A study by U.S. National Cancer Institute has found that Asian-American women who consumed high amounts of soy during childhood appear to have reduced their risk for breast cancer.
Regina Ziegler, a senior investigator in the cancer epidemiology and genetics division at the cancer institute, said in an agency news release, "Historically, breast cancer incidence rates have been four to seven times higher among white women in the U.S. than in women in China or Japan."
In the study the researchers interviewed 597 Asian-American women with breast cancer and 966 healthy women including women of Chinese, Japanese and Filipino descent living in California or Hawaii.
The women’s mothers were asked about their daughter’s soy consumption in childhood and found that a high soy intake during childhood was associated with a 58% reduced risk of breast cancer. High soy consumption during adolescence and adulthood was associated with a 20 to 25 % reduced risk.
Lead investigator, Dr. Larissa Korde, a staff clinician at the institute's Clinical Genetics Branch, said in the news release, "Since the effects of childhood soy intake could not be explained by measures other than Asian lifestyle during childhood or adult life, early soy intake might itself be protective."
The researchers added, "However, when Asian women migrate to the U.S., their breast cancer risk rises over several generations and reaches that of U.S. white women, suggesting that modifiable factors, rather than genetics, are responsible for the international differences.

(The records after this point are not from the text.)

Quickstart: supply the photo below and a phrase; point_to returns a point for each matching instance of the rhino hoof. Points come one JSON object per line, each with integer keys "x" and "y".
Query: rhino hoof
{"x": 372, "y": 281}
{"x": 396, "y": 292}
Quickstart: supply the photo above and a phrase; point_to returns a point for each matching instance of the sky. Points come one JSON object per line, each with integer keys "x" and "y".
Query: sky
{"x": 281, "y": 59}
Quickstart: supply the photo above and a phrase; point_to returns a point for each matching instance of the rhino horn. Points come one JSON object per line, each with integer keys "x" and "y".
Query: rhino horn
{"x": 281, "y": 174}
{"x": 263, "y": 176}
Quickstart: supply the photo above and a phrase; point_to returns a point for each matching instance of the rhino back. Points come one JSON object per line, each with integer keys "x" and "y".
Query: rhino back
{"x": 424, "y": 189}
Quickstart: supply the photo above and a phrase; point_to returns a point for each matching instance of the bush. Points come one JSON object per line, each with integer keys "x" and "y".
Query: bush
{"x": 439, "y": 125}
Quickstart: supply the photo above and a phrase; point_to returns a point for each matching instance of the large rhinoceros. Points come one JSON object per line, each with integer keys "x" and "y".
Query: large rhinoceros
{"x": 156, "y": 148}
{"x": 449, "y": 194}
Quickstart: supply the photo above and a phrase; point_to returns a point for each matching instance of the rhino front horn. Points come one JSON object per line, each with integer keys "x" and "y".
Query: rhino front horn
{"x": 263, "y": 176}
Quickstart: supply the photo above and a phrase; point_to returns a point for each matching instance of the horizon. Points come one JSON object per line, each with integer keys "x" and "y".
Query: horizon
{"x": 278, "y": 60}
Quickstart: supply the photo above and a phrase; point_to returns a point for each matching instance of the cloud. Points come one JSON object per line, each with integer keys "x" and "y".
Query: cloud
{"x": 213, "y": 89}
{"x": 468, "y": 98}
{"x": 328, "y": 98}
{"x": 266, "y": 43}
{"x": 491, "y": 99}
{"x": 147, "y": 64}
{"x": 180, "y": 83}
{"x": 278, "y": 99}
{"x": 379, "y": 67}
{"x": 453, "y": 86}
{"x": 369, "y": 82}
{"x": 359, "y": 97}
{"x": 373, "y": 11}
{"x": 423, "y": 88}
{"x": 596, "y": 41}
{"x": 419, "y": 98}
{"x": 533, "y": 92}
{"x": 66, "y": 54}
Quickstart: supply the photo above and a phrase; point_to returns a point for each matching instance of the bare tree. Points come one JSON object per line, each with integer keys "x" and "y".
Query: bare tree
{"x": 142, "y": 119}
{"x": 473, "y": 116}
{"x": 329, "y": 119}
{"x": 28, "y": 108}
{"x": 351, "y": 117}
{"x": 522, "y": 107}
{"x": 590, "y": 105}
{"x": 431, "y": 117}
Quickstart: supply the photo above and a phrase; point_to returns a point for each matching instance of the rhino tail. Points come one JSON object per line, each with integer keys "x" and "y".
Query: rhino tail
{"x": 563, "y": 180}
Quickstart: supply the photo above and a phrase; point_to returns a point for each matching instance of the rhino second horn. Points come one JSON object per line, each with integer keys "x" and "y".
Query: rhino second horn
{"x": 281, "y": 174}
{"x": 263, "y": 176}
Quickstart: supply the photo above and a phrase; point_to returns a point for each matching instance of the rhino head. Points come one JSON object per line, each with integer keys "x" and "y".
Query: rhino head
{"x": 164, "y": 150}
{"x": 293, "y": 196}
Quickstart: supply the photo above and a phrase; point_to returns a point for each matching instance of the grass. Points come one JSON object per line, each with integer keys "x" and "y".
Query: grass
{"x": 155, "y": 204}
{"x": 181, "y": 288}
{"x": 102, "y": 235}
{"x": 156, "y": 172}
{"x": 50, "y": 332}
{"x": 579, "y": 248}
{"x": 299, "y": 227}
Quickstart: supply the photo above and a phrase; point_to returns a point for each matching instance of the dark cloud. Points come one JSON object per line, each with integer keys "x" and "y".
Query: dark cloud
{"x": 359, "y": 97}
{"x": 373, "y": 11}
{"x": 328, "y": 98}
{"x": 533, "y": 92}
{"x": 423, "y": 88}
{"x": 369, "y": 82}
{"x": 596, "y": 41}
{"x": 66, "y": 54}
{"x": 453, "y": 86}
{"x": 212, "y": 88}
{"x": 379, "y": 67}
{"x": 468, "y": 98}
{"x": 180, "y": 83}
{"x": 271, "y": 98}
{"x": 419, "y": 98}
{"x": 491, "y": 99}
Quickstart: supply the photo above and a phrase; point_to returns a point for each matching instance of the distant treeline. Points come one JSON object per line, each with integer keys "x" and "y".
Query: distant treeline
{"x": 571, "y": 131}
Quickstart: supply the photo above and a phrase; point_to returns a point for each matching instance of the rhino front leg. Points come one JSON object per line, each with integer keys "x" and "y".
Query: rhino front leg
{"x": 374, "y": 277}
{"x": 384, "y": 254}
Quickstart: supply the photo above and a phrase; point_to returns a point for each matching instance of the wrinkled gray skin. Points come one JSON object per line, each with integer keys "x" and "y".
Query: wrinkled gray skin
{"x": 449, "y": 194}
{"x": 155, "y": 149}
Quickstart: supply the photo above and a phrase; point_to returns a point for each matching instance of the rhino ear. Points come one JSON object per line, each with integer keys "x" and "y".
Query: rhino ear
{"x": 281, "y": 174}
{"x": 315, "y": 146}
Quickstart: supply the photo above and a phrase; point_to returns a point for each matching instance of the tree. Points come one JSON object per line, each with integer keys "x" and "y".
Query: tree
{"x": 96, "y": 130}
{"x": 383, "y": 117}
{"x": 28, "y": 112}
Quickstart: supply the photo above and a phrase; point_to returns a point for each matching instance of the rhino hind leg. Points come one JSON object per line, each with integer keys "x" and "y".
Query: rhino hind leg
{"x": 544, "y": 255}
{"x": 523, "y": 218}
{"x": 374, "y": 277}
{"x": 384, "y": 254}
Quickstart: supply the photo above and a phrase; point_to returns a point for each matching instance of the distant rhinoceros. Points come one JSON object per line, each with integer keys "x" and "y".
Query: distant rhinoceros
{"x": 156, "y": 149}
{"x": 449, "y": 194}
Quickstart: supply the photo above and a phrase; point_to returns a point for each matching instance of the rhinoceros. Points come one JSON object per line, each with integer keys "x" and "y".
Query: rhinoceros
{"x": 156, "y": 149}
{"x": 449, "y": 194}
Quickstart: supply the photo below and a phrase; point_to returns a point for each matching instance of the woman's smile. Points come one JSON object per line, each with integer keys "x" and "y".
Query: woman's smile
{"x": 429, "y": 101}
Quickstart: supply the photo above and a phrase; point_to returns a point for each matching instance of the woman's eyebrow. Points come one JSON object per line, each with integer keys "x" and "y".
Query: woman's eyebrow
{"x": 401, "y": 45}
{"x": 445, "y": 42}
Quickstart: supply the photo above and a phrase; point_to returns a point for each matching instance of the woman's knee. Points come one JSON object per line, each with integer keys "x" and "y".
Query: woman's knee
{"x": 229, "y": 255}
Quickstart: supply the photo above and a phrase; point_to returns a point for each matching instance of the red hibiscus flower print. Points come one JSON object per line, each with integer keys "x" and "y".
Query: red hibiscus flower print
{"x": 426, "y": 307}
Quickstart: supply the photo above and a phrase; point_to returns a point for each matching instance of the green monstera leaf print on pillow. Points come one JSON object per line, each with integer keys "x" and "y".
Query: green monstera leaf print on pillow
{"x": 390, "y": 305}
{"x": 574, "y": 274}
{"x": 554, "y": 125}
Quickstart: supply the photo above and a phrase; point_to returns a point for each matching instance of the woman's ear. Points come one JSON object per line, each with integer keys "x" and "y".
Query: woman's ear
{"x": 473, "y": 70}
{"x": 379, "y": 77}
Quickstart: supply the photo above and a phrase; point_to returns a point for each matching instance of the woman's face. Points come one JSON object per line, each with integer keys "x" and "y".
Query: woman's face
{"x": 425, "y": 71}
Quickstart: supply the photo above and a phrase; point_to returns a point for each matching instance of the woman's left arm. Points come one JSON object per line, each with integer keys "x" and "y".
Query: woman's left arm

Precisely which environmental or lifestyle factors are involved, though, "remain elusive," she said. "Our study was designed to identify them."
The researchers suggested early soy intake may have a biological role in breast cancer prevention, though the exact underlying mechanism isn't known. "Soy isoflavones have estrogenic properties that may cause changes in breast tissue," Korde said. "Animal models suggest that ingestion of soy may result in earlier maturation of breast tissue and increased resistance to carcinogens."
It was too early to recommend dietary changes in girls' diets, Ziegler said. "This is the first study to evaluate childhood soy intake and subsequent breast cancer risk, and this one result is not enough for a public health recommendation," said Ziegler. "The findings need to be replicated through additional research."
The study is reported in the journal Cancer Epidemiology, Biomarkers and Prevention.